What also spoke to me is how she navigated leadership as a woman in a field and geography where that path was far from straightforward. She has spoken openly about the importance of credibility and resilience, once saying, “I think the biggest challenge for women is to believe in themselves.” That line stayed with me because it captures something I’ve seen and experienced regarding how much leadership is not just external, but internal.
Her journey reinforces the kind of leader I aspire to be: someone who combines scientific ambition with strategic vision, and who is willing to challenge the status quo to create something meaningful.
What do you wish more people understood about women’s experiences in business school today?
On the surface, everything looks equal, but in reality, many women are navigating an internal dialogue that often goes unnoticed. I’ve seen it in myself and in others that in group settings, there’s this constant second-guessing: “Maybe someone else can say this better,” “Is this the right moment?” “Will my point even add value in a room full of louder voices?” So sometimes, we hold back.
What’s interesting is in rooms with only women, the dynamic often feels different, people are more intentional about making space for each other, encouraging quieter voices, and ensuring all ideas are heard, not just the loudest ones.
That contrast says a lot.
And beyond that, the journey itself isn’t straightforward. Women here are deeply ambitious and absolutely deserve to be in these spaces, and, at the same time, many are balancing multiple pressures from academic, professional, personal fronts. There’s often an internal layer too, a quiet drive to prove something, not just to the world, but to ourselves. It's not just about access or opportunity but also about understanding the nuance of how women experience these environments and how much potential is unlocked when they’re in spaces that allow them to show up fully.
If you were mentoring the next cohort of women arriving at HEC, what’s the one thing you’d want them to know?
At a place like HEC Paris, it’s very easy to look around and assume everyone else is more prepared, more confident, more “meant” to be there. They’re not. Everyone is going through their own inhibitions and biases so don't be afraid to be you. Ask questions, go for opportunities before you feel 100% ready, reach out to people who you think might be out of reach. And lastly, be intentional about the rooms you choose to be in. There will be so many events and opportunities and an incredible ecosystem to be a part of but make sure to step out of comfortable circles.

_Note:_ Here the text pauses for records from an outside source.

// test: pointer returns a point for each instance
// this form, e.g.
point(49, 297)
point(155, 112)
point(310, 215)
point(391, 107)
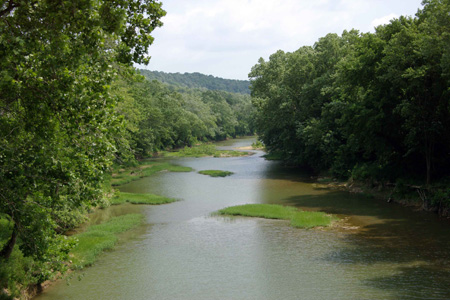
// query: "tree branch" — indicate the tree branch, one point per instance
point(9, 8)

What hobby, passion, or personal interest has helped keep you grounded during your MBA at HEC, and why is it important to you?
Cooking has always been my reset. Coming home after a long day and making a simple meal I grew up eating instantly grounds me. I had always wanted to start a supper club, and the MBA felt like the right moment to finally act on it. I began by hosting my Leadership Fellows group, and from there, it organically grew into a monthly experience for my cohort.
Each dinner is curated. I design a three-course menu around a theme, set up the space, and bring together around 10 people at the table. Beyond food, what I care about most is what happens around it. I’ve seen conversations unfold in ways that don’t usually happen in structured settings with people opening up about everything from geopolitics to personal passions, even helping each other with opportunities.
That’s exactly what I had envisioned: creating a space where people can connect more authentically. It’s important to me because it reflects a different side of leadership, one that’s about bringing people together, creating environments where others feel comfortable, and building meaningful connections. In the middle of a fast-paced MBA, it’s been both grounding and energizing, a reminder that impact doesn’t always come from formal roles but also from the spaces you create.